Le rôle inattendu de Chris Martin et Global Citizen

La direction artistique du show par Chris Martin de Coldplay et Global Citizen ajoute une couche juridique supplémentaire : celle du droit des organismes de bienfaisance internationaux. Les fonds collectés (100 millions de dollars américains visés) ne transitent pas par la FIFA mais par Global Citizen Inc., une ONG basée à New York. Pour les donateurs canadiens — qu'ils soient particuliers ou entreprises — la question du reçu fiscal se pose : Global Citizen n'est pas un organisme de bienfaisance enregistré au Canada selon la liste publiée par l'Agence du revenu du Canada. Un don effectué depuis le Canada ne donnera donc pas droit à un crédit d'impôt fédéral, sauf s'il transite par un partenaire canadien enregistré.
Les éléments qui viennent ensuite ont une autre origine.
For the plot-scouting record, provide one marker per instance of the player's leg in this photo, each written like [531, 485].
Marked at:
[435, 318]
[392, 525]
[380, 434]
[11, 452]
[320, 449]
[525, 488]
Trois réflexes pour artistes et fans canadiens en 2026

Pour quiconque, au Canada, envisage de participer à la machine commerciale autour du Mondial 2026 — sponsor, artiste secondaire, agent, ou simple fan — trois vérifications s'imposent dès maintenant :

  • Avant tout engagement publicitaire : consulter un avocat en propriété intellectuelle pour vérifier la chaîne des droits voisins (SOCAN, Re:Sound, FIFA).
  • Avant l'achat d'un billet sur le marché secondaire : conserver la preuve écrite de la transaction et identifier le pays de résidence du revendeur — c'est ce qui détermine le tribunal compétent en cas de litige.
  • Avant un don à Global Citizen : transiter par un OBNL canadien enregistré pour préserver le crédit d'impôt.

L'annonce de Shakira, Madonna et BTS rendra le 19 juillet 2026 incontournable. Mais entre le show et la facturation, c'est tout un écosystème juridique qui se déclenche — et le droit canadien y joue son rôle bien au-delà des deux stades du pays.